Assessing Credit Risk with the Merton Distance to Default Model

Originally Posted: May 20, 2017

One of the most effective methods for rating credit risk is built on the Merton Distance to Default model, also known as simply the Merton Model. While implementing this for some research, I was disappointed by the amount of information and formal implementations of the model readily available on the internet given how ubiquitous the model is. This post walks through the model and an implementation in Python that makes use of Numpy and Scipy.

The Merton Model

The Merton KMV model attempts to estimate probability of default by comparing a firm’s value to the face value of its debt. Since the market value of a levered firm isn’t observable, the Merton model attempts to infer it from the market value of the firm’s equity. If the firm’s debt is treated as a single zero-coupon bond with maturity T, then the firm’s equity becomes a call option on the firm value with a strike price equal to the firm’s debt. As an example, consider a firm at maturity: if the firm value is below the face value of the firm’s debt then the equity holders will walk away and let the firm default. But if the firm value exceeds the face value of the debt, then the equity holders would want to exercise the option and collect the difference between the firm value and the debt.

Inferring Firm Value

More formally, the equity value can be represented by the Black-Scholes option pricing equation.

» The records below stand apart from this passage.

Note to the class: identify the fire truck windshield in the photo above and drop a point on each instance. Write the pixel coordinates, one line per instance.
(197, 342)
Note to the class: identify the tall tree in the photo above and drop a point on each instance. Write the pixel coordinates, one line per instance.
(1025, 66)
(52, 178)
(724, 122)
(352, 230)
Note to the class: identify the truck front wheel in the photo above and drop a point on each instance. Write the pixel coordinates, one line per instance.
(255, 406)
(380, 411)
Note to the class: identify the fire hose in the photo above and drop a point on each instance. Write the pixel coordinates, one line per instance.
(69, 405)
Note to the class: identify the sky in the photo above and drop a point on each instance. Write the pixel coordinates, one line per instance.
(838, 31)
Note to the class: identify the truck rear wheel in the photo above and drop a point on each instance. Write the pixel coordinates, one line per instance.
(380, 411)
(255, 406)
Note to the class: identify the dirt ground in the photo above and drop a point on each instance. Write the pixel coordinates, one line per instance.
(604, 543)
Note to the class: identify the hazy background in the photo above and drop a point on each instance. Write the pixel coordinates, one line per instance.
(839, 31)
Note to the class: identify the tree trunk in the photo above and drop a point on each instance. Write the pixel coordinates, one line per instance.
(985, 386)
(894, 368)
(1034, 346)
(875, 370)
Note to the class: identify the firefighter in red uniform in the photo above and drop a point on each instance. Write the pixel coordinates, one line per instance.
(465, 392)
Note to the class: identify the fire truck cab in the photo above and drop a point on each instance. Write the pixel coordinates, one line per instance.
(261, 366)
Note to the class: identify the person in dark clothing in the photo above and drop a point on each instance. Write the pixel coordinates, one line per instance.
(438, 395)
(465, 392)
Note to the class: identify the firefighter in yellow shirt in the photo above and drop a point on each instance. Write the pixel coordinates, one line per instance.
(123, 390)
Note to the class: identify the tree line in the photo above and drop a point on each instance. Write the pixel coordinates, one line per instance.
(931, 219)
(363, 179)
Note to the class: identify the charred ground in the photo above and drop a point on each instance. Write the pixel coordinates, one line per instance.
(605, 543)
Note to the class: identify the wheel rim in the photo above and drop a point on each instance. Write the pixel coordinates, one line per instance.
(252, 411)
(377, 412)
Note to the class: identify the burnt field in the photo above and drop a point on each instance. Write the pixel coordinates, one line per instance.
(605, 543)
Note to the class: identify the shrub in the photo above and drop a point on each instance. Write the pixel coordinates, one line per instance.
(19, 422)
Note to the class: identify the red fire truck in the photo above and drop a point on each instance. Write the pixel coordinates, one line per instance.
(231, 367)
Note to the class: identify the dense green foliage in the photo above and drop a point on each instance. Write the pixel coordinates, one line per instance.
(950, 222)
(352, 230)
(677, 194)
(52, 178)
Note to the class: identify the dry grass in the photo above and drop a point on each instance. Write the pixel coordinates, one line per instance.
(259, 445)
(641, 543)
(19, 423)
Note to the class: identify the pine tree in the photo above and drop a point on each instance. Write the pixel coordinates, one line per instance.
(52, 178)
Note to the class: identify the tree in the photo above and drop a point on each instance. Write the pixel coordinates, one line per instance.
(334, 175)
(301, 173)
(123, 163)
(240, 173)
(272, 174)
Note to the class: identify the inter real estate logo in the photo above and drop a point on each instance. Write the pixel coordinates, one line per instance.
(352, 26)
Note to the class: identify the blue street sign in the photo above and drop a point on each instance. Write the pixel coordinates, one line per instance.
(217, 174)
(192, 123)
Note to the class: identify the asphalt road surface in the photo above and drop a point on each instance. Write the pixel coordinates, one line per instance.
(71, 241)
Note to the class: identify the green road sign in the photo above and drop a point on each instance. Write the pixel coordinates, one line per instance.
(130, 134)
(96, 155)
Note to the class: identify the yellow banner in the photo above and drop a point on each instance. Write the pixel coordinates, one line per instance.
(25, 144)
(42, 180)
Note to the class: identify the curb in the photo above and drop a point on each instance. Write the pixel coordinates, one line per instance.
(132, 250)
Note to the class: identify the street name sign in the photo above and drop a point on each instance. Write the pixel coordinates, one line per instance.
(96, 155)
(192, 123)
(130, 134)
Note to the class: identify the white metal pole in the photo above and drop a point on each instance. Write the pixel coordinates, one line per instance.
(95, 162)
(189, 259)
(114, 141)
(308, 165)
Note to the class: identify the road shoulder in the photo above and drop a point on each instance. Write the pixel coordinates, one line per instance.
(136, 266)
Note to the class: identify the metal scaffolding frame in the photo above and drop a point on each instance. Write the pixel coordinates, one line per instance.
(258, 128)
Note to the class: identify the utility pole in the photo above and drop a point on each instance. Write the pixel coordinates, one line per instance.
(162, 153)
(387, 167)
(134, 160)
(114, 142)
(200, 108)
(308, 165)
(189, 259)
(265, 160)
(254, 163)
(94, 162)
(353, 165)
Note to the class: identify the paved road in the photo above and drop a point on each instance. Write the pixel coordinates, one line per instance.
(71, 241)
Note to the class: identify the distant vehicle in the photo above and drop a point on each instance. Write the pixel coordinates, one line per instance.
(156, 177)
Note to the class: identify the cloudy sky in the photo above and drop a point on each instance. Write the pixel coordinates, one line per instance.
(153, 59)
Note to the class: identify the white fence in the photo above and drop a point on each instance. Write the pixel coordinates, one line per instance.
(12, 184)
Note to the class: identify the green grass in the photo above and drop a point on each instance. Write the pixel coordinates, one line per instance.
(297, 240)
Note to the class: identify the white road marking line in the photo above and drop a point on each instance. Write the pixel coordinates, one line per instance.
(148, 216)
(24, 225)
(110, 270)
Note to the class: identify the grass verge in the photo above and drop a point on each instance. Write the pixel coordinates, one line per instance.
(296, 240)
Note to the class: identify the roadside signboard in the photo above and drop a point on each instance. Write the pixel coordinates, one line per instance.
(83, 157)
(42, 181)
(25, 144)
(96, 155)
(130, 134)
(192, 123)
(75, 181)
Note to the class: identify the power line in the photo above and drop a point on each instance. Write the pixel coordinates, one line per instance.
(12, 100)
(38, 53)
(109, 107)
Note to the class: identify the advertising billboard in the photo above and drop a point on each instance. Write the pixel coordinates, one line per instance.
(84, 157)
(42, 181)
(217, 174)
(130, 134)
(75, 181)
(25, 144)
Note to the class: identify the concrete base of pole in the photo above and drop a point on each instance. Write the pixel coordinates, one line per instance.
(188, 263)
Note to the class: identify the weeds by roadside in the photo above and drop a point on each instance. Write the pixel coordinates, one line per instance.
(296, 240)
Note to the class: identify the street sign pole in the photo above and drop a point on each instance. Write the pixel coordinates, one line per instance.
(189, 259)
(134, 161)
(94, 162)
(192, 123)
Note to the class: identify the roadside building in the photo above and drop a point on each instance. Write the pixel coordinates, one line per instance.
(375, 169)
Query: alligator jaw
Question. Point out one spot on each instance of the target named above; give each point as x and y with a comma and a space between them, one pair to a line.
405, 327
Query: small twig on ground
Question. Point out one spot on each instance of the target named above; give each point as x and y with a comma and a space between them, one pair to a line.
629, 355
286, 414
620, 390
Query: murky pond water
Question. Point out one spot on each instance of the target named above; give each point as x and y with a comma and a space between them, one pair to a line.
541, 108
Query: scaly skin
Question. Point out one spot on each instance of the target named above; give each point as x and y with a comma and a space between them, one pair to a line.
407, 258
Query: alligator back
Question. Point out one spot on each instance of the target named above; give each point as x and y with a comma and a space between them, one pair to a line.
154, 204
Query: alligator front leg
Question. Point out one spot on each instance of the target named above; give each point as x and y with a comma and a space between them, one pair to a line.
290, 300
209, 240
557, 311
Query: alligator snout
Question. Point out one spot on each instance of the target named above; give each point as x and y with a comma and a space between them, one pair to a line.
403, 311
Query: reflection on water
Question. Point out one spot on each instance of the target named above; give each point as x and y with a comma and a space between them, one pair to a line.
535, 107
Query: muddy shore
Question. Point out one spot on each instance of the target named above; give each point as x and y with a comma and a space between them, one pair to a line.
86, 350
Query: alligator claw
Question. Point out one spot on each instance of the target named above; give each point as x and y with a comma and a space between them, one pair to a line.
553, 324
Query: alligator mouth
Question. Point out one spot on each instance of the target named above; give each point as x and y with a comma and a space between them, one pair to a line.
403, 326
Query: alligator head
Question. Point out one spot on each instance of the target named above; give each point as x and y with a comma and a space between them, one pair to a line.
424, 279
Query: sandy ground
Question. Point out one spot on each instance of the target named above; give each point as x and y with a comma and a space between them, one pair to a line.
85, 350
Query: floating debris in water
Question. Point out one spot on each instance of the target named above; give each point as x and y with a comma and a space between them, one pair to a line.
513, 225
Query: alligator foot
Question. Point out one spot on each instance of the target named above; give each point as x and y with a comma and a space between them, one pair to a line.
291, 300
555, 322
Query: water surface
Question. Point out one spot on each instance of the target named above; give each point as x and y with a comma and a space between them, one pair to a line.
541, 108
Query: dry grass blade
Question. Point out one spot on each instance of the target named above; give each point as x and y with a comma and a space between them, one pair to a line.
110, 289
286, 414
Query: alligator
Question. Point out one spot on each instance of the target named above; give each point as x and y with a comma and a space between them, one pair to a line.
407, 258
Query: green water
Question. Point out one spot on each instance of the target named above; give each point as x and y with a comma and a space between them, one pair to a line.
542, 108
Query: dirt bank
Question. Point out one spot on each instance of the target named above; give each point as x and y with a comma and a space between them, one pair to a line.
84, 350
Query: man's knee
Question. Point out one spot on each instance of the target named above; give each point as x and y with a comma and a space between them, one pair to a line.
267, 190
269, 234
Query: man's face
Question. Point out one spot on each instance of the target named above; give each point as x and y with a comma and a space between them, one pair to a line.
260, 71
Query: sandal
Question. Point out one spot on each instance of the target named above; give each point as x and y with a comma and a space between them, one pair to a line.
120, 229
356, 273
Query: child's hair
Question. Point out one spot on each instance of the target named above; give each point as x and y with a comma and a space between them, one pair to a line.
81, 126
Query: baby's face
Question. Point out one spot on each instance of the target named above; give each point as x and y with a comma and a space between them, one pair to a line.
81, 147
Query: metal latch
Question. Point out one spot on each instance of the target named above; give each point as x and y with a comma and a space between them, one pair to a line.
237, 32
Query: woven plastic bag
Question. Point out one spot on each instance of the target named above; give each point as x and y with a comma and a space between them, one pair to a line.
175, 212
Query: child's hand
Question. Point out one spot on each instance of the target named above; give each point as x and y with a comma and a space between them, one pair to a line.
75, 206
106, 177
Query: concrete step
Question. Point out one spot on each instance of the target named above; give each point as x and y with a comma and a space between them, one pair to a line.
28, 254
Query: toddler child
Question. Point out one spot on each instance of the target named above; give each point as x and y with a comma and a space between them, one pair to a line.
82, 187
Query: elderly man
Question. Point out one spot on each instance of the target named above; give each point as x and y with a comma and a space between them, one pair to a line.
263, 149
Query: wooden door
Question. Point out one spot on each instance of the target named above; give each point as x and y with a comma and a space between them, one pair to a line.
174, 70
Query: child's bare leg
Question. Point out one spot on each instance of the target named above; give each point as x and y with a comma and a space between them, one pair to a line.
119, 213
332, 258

When the volatility of equity is considered constant within the time period T, the equity value is:

\[\begin{align*} & E(V,t) = V \mathcal{N}(d_1) - \exp(-rt)D\mathcal{N}(d_2) \\ \end{align*}\]

where V is the firm value, t is the duration, E is the equity value as a function of firm value and time duration, r is the risk-free rate for the duration T, \(\mathcal{N}\) is the cumulative normal distribution, and \(d_1\) and \(d_2\) are defined as:

\[\begin{align*} & d_1 = \frac{\ln{\frac{V}{D}} + (r_f + 0.5\sigma_V^2)t}{\sigma_V*\sqrt{t}} \\ & d_2 = d_1 - \sigma_V\sqrt{t} \\ \end{align*}\]

Additionally, from Ito’s Lemma (Which is essentially the chain rule but for stochastic diff equations), we have that:

\[\begin{align*} & \sigma_E E = \sigma_V V \frac{\partial E}{\partial V} \end{align*}\]

Finally, in the B-S equation, it can be shown that \(\frac{\partial E}{\partial V}\) is \(\mathcal{N}(d_1)\) thus the volatility of equity is:

\[\begin{align*} & \sigma_E = \sigma_V \frac{V}{E} \mathcal{N}(d_1) \end{align*}\]

Coding It Up

At this point, Scipy could simultaneously solve for the asset value and volatility given our equations above for the equity value and volatility. But, Crosbie and Bohn (2003) state that a simultaneous solution for these equations yields poor results. Instead, they suggest using an inner and outer loop technique to solve for asset value and volatility.

The inner loop solves for the firm value, V, for a daily time history of equity values assuming a fixed asset volatility, \(\sigma_a\). The outer loop then recalculates \(\sigma_a\) based on the updated asset values, V. Then this process is repeated until \(\sigma_a\) converges.

For the inner loop, Scipy’s root solver is used to solve:

\[\begin{align*} & 0 = E(V,t) - (V \mathcal{N}(d_1) - \exp(-rt)D\mathcal{N}(d_2)) \\ \end{align*}\]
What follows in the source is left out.